Hablamos de Margo, claro. El problema que compartíamos.
—Lo que tengo que descubrir es el sitio —le dije limpiándome el aceite de la pizza en los pantalones—. Pero ni siquiera sé si voy por buen camino con las pseudovisiones. A veces pienso que vamos totalmente desencaminados.
—Sí, no sé. Sinceramente, dejando de lado todo lo demás, me gusta descubrir cosas de ella. Quiero decir, cosas que no sabía. No tenía ni idea de quién era en realidad. La verdad es que siempre había pensado en ella como una amiga guapa y loca que hace todo tipo de locuras bonitas.
—Cierto, pero no se ponía a hacer esas cosas por las buenas —le dije—. Quiero decir que todas sus aventuras tenían cierta… No sé.

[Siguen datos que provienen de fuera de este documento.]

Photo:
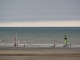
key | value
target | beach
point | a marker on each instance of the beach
(22, 53)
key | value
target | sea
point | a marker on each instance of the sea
(40, 35)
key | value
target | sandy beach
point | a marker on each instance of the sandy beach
(19, 53)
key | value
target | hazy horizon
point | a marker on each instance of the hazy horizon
(39, 13)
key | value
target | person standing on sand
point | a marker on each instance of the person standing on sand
(65, 40)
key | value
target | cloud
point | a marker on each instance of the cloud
(39, 10)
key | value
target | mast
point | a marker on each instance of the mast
(16, 42)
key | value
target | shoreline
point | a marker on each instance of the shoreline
(22, 53)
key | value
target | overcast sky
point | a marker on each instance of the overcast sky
(39, 12)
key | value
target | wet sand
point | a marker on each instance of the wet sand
(39, 53)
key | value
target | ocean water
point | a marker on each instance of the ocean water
(40, 35)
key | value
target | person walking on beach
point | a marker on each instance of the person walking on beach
(65, 40)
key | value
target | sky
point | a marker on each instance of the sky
(39, 13)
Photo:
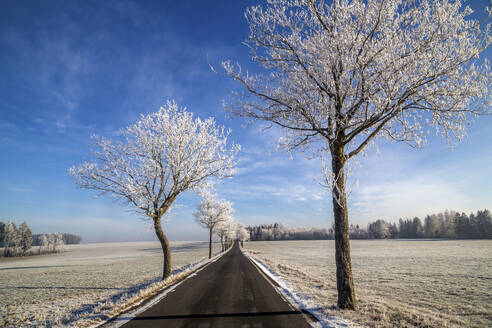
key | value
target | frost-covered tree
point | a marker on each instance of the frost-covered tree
(43, 243)
(161, 156)
(210, 213)
(58, 244)
(222, 230)
(241, 233)
(25, 235)
(342, 73)
(11, 239)
(2, 233)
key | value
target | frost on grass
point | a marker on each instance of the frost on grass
(89, 283)
(399, 283)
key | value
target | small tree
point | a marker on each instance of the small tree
(242, 234)
(222, 230)
(43, 244)
(211, 212)
(58, 243)
(2, 233)
(25, 237)
(11, 237)
(162, 155)
(342, 73)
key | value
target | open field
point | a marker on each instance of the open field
(49, 287)
(399, 283)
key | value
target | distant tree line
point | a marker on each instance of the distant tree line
(68, 239)
(19, 241)
(448, 224)
(277, 231)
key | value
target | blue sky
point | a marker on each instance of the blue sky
(69, 69)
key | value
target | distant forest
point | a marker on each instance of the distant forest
(449, 224)
(18, 241)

—Elegancia —añadió Lacey—. Es la única persona joven totalmente elegante que conozco.
—Sí.
—Por eso me cuesta imaginarla en una sala asquerosa, oscura y llena de polvo.
—Sí —le dije—. Y con ratas.
Lacey acercó las rodillas al pecho y adoptó la posición fetal.
—Qué asco. Tampoco eso es propio de Margo.
No sé cómo Lacey se adjudicó el asiento del copiloto, aunque era la más bajita de todos. Ben conducía. Suspiré ruidosamente cuando Radar, que estaba sentado a mi lado, sacó su ordenador de bolsillo y empezó a trabajar en el Omnictionary.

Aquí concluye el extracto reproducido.